PCs Are HP’s Largest Source of Revenues
HP’s Personal Systems Group (the PC business in the Trefis model shown above) generated sales of $9.6 billion for HP during the past quarter accounting for over 30% of HP’s revenues and constituting HP’s largest revenue source. In addition, HP’s PC business was the only hardware business in which HP reported an improvement in operating margins while both the printing and server businesses showed sharp declines in operating margins.
But HP Still Wants Out of PCs
Despite the fact that HP is the largest PC maker in the world and generates more revenues from its PC business than any of its other business segments, the PC business is by no means the most valuable business for the firm. In fact, the PC business is not even the most valuable hardware business for HP, contributing less than both the Imaging and Printing Group (printers & ink cartridges division) as well as Enterprise Servers, Storage and Networking business segment (servers & storage and HP networking divisions combined).
This is primarily because the PC business has low margins. In addition, the entire PC market faces a modest future as growth in PC demand is weakened by demand for mobile computing devices like tablets and smartphones.
Printers & Ink Cartridges Are HP’s Hardware Jewels (for now)
Of all its hardware businesses, HP earns highest margin on sales of printers and ink cartridges – thanks to very high margins (shown below) that HP generates on ink cartridge sales. Thus, while smaller than HP’s PC business in sales, printers & ink cartridges is worth 25% of HP’s firm value – way ahead of PCs.
But Digital Storm Clouds May Be Gathering in the Distance
HP’s Q3 results indicate that the printers & ink cartridges business needs a little more of management’s attention. The division’s revenues declined 10% sequentially and operating margins fell by a very sizable 2.3 percentage points. Despite HP’s innovative ink cartridge and toner developments that help it maintain significant margins, the company may be facing strong technology headwinds in the printing business that may curtail demand for traditional printing hardware faster than anticipated.

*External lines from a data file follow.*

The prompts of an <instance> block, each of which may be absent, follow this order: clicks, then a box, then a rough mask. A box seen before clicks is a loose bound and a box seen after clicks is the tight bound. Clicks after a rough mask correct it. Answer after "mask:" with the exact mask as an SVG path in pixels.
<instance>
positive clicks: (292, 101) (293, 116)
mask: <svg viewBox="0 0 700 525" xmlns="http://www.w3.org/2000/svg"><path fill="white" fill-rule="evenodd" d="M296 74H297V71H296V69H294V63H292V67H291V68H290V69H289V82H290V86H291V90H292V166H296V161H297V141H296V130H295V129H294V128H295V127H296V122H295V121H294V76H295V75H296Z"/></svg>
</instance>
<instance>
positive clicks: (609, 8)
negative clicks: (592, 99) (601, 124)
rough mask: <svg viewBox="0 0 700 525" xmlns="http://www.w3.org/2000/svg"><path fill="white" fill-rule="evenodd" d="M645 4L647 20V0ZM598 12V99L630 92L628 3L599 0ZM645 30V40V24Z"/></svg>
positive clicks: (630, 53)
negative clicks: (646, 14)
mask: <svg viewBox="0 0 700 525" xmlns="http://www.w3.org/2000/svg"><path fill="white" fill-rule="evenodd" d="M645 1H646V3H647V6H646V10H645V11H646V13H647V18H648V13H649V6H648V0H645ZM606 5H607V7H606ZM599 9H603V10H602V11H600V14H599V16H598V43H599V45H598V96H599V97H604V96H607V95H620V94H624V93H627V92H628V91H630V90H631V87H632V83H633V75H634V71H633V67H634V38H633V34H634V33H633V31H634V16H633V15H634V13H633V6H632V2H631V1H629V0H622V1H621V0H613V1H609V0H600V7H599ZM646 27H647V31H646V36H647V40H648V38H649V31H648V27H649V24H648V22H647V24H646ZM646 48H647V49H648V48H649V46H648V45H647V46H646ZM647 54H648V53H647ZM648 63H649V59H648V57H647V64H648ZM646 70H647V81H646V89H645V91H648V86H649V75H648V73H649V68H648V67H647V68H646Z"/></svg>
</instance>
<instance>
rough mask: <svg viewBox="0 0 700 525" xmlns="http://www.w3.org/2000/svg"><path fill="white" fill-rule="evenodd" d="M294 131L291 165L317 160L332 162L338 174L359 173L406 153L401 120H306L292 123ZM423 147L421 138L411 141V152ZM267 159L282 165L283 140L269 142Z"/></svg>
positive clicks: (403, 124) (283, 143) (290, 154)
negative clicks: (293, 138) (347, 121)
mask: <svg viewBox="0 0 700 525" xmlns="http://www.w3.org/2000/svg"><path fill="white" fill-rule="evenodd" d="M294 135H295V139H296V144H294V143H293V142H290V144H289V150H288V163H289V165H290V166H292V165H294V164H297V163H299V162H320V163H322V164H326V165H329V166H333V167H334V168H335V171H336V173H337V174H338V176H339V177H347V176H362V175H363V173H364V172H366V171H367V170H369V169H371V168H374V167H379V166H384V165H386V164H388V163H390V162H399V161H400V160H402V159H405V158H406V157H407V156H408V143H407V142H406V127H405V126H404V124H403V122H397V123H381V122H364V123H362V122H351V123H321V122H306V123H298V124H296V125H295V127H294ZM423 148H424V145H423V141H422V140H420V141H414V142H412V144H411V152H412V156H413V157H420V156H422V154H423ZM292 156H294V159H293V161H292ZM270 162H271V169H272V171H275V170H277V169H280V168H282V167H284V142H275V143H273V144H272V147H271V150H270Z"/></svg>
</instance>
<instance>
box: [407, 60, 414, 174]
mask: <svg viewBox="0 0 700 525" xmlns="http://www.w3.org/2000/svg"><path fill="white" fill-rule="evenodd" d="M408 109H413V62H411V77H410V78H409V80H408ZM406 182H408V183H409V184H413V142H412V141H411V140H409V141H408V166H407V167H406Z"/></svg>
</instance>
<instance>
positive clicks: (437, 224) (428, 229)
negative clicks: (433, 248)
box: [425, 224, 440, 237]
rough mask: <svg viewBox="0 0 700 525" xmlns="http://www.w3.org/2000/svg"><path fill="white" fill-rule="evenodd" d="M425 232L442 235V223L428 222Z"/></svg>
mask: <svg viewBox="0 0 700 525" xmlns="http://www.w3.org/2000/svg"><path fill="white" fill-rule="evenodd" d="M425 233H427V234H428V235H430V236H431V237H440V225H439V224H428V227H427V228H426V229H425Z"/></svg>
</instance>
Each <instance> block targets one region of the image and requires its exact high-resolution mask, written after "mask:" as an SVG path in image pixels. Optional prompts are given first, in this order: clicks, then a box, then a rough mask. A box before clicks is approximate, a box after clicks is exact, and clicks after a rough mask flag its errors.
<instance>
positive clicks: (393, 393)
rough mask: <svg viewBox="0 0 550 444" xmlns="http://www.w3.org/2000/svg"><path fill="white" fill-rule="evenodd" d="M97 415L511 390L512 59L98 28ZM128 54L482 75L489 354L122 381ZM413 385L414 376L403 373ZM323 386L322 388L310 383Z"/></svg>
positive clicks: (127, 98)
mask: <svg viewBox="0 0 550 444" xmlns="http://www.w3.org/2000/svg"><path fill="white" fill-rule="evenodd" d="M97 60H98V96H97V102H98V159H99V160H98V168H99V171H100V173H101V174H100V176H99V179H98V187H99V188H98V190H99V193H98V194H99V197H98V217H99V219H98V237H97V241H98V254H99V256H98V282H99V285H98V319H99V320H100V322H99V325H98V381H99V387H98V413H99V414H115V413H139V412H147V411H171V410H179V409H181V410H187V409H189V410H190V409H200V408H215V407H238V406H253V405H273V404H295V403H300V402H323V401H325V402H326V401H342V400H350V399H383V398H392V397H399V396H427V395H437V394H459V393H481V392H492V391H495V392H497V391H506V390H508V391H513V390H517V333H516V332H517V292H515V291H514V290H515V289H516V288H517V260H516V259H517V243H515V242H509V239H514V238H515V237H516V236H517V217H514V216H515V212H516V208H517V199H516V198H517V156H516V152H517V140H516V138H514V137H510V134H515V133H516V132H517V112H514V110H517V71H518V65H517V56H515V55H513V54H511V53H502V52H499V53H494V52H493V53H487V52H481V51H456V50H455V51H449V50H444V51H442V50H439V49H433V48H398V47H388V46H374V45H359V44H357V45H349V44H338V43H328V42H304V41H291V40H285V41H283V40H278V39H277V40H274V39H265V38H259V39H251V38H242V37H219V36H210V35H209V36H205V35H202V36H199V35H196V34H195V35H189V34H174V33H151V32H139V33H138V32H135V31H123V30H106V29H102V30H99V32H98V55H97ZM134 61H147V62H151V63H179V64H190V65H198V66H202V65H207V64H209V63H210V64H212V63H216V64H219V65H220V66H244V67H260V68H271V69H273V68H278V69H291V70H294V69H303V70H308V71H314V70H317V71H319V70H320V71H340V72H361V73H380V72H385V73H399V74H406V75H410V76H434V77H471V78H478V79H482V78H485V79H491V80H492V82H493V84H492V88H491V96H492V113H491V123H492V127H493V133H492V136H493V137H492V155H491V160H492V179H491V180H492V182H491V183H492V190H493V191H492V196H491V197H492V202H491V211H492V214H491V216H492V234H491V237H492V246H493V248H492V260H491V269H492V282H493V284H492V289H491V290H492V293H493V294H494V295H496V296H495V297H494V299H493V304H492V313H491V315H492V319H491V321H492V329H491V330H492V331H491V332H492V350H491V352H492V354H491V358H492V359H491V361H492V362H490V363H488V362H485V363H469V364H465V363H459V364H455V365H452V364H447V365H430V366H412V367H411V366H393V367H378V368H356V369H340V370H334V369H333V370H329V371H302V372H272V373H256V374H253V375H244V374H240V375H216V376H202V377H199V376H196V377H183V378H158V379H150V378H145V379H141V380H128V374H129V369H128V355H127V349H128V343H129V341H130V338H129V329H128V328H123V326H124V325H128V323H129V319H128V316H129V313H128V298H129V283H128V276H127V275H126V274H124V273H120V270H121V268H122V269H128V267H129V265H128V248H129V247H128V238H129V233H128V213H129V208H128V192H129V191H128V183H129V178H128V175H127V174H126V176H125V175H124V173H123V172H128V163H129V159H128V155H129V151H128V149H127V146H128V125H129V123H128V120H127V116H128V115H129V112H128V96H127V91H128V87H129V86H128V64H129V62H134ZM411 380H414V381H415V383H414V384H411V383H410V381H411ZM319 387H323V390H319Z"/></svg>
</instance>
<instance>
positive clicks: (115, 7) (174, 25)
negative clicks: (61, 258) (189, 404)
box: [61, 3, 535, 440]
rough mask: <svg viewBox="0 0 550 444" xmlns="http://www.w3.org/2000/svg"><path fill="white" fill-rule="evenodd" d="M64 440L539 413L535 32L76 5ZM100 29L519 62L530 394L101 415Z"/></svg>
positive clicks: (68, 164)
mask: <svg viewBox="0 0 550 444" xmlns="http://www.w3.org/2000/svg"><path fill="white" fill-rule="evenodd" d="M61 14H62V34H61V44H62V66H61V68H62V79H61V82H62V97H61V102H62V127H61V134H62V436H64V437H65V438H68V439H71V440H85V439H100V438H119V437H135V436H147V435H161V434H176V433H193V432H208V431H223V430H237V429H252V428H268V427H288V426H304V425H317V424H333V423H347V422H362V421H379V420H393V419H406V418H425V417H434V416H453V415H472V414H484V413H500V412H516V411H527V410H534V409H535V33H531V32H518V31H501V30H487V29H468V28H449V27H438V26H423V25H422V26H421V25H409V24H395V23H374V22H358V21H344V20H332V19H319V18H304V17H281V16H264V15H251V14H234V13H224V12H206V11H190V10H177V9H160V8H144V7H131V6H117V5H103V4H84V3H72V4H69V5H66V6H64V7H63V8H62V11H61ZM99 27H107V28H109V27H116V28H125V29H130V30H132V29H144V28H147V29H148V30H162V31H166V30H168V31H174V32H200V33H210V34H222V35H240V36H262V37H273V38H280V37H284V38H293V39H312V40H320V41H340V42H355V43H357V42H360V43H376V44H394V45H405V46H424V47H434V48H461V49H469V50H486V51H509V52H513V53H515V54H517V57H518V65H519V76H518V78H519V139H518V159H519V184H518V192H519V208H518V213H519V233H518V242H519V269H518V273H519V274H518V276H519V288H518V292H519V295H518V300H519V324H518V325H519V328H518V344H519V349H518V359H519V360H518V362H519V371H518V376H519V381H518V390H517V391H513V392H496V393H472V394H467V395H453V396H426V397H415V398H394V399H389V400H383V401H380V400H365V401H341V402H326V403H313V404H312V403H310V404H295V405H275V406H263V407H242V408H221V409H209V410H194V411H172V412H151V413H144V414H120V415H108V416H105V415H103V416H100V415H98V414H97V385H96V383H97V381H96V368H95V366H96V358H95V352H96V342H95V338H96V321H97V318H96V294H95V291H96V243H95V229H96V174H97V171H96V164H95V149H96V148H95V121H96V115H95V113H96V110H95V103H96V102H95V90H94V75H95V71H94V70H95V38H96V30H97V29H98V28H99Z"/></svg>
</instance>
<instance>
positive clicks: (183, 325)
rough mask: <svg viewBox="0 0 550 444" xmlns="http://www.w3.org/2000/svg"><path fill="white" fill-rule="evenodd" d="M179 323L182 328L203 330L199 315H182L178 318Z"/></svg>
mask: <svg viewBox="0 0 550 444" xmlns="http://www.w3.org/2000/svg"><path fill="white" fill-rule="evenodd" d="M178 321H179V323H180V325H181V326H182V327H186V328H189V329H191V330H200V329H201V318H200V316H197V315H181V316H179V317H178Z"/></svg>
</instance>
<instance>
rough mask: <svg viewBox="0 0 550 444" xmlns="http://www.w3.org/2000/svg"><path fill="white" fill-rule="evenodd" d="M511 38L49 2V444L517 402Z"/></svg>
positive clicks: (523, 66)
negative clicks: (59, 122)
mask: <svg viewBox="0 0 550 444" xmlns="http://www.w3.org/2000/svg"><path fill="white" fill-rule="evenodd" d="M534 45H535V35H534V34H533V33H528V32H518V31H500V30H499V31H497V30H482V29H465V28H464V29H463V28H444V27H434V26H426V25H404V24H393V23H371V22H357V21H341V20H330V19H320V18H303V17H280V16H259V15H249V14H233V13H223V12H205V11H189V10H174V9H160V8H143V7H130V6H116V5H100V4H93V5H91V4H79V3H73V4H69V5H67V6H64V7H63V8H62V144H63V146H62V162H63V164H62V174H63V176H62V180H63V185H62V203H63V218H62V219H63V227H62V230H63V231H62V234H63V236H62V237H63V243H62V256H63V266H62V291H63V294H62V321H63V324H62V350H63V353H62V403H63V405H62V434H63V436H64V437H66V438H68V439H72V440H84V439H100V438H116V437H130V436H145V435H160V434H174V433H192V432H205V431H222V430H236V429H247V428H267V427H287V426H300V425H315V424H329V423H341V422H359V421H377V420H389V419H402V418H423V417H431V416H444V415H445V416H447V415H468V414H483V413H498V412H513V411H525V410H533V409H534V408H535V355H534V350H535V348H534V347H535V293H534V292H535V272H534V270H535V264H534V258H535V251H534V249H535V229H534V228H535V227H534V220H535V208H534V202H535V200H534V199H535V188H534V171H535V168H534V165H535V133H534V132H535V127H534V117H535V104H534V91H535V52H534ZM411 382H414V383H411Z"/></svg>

6 Trends that Can Hurt Printer Demand
- Color tablets (iPads, Xooms, PlayBooks)
- E-Readers (Kindle, Nook, Sony eReader)
- Web presentations (GoToMeeting, WebEx, Adobe Connect)
- Higher prevalence of notebooks rather than desktops (everyone has their PC at the meeting)
- Wi-Fi networks and more easily shared printing resources (one printer for the whole office)
- High cost of ink and toner
These trends make it more important for HP to succeed on either diversifying its business into fast growing new hardware technologies (tablets, smartphones) or rapidly transitioning into software and services via the IBM playbook.
What do you think? Are you ditching your printer any time soon?